There is the rent, and then there is the park. Today, walking the wood-planked path that winds around Hunters Point South, it is difficult to imagine that the playgrounds full of children and walkways crowded with strollers were not planned. The park is gorgeous. Designed by Thomas Balsley of SWA/Balsley, the firm also responsible for Riverside Park South and Chelsea Waterside Park, its open grassy spaces fit neatly in between the iconic neon Pepsi Cola sign, restored gantries, and modern ferry landing. Hunters Point South opened in waves with new sections made public in 2013 and 2018, echoing the swell of new apartment buildings around the park the past ten years.

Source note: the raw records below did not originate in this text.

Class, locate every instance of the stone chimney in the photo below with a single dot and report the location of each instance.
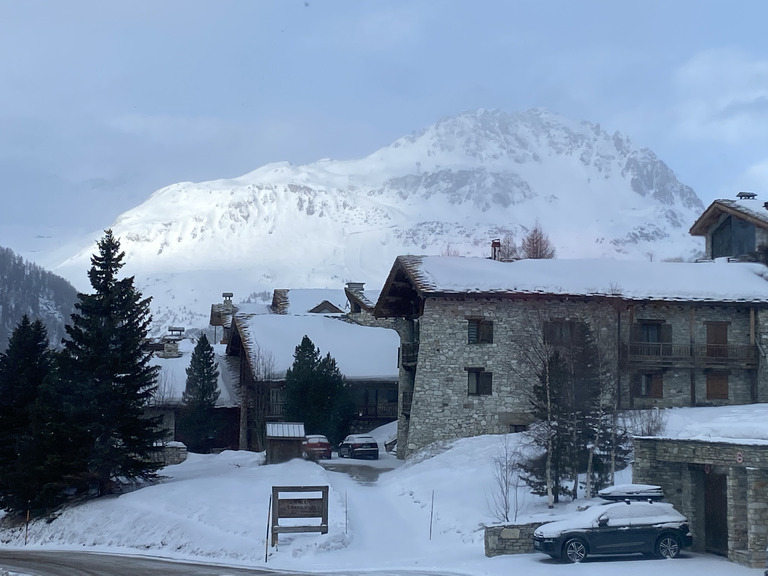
(227, 304)
(496, 249)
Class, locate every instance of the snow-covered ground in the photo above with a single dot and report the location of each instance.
(426, 514)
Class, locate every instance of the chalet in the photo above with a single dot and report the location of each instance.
(171, 383)
(678, 334)
(733, 228)
(264, 336)
(715, 470)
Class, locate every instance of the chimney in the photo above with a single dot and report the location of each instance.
(496, 249)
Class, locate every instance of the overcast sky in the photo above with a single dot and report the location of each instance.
(102, 103)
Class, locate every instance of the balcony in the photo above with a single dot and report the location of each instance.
(380, 410)
(657, 354)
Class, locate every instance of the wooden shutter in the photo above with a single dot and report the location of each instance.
(472, 330)
(657, 386)
(485, 334)
(717, 386)
(485, 383)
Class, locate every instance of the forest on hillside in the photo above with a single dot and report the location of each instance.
(26, 288)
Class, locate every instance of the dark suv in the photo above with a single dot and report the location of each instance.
(629, 527)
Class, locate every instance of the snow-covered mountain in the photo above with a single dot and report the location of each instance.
(454, 186)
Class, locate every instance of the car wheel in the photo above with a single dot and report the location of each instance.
(668, 546)
(574, 550)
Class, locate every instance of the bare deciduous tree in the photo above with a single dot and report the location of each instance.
(449, 251)
(536, 245)
(509, 250)
(532, 362)
(505, 497)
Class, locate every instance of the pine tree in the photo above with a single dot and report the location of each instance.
(105, 377)
(317, 393)
(199, 398)
(24, 366)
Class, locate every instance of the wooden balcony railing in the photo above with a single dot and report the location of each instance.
(380, 410)
(275, 409)
(691, 354)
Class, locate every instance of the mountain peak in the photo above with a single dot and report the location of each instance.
(458, 183)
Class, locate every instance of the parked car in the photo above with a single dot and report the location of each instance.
(359, 446)
(316, 446)
(629, 527)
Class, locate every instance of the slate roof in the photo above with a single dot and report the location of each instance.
(621, 279)
(752, 211)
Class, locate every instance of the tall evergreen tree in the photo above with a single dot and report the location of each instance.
(24, 366)
(317, 393)
(199, 398)
(576, 429)
(105, 376)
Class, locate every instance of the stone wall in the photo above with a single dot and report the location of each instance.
(509, 539)
(442, 408)
(680, 466)
(689, 327)
(172, 453)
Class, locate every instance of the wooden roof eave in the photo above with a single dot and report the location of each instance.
(393, 284)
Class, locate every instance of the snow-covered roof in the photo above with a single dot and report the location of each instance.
(285, 430)
(718, 281)
(361, 352)
(302, 300)
(172, 379)
(744, 424)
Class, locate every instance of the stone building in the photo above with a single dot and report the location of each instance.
(720, 485)
(262, 340)
(733, 228)
(677, 334)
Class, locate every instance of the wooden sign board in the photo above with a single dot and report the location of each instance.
(299, 508)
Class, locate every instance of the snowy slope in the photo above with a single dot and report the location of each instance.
(454, 186)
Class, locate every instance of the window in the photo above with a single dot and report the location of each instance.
(650, 333)
(717, 385)
(479, 331)
(558, 332)
(649, 385)
(479, 382)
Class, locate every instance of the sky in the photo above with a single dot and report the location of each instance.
(102, 103)
(425, 514)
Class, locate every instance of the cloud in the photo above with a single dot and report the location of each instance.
(723, 96)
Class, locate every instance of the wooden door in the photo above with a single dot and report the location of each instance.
(716, 513)
(717, 339)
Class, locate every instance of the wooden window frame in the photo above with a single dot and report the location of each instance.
(649, 385)
(479, 382)
(717, 385)
(479, 331)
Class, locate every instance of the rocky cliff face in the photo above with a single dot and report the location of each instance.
(25, 288)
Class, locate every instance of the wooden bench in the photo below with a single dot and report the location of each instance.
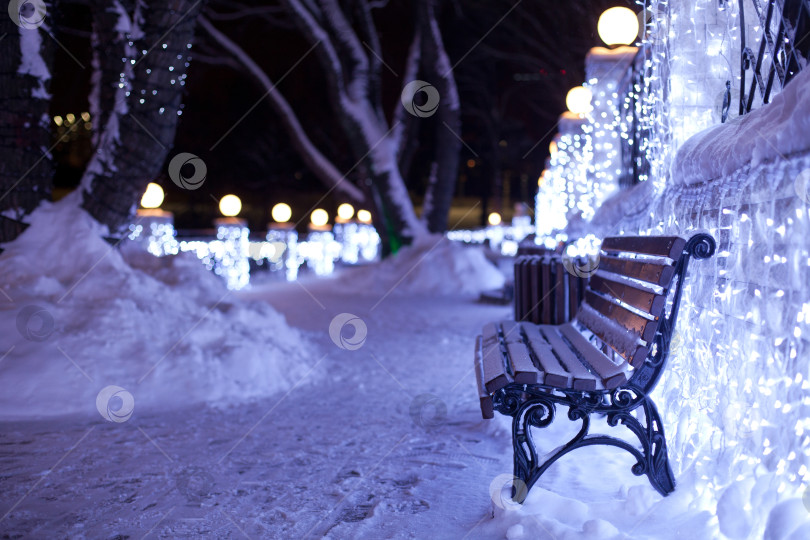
(606, 361)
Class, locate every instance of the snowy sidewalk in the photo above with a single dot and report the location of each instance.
(342, 454)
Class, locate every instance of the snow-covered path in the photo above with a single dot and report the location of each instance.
(345, 453)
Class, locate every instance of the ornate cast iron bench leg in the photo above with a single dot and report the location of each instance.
(539, 411)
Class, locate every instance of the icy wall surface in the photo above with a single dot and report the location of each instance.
(735, 395)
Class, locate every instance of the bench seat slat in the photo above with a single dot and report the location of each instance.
(658, 246)
(489, 334)
(484, 399)
(522, 366)
(611, 374)
(511, 332)
(559, 291)
(632, 322)
(546, 303)
(495, 374)
(654, 273)
(537, 290)
(554, 373)
(527, 292)
(638, 298)
(582, 378)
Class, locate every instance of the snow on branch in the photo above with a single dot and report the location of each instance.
(319, 163)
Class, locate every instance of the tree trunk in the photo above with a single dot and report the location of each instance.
(26, 170)
(140, 130)
(438, 71)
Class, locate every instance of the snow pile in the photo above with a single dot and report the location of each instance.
(78, 317)
(773, 132)
(433, 265)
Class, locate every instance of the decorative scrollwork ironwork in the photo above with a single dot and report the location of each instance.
(701, 246)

To walk among the high rises and the impossibly contemporary Hunters Point South is to forget the rest of New York City for a moment, and feel almost suburban. Only wandering back to the subway station to catch the Manhattan-bound 7 train will reveal a more familiar New York City –– taxi maintenance shops, a rough-around-the-edges Dunkin Donuts, a corner knick-knack store with its chain smoking cashier.
Conversations about gentrification and ever-rising expenses can be overheard. But then a daycare teacher walks by pushing a six-seater baby buggy full of chubby-cheeked two year olds, as if there is no place else they’d be but here.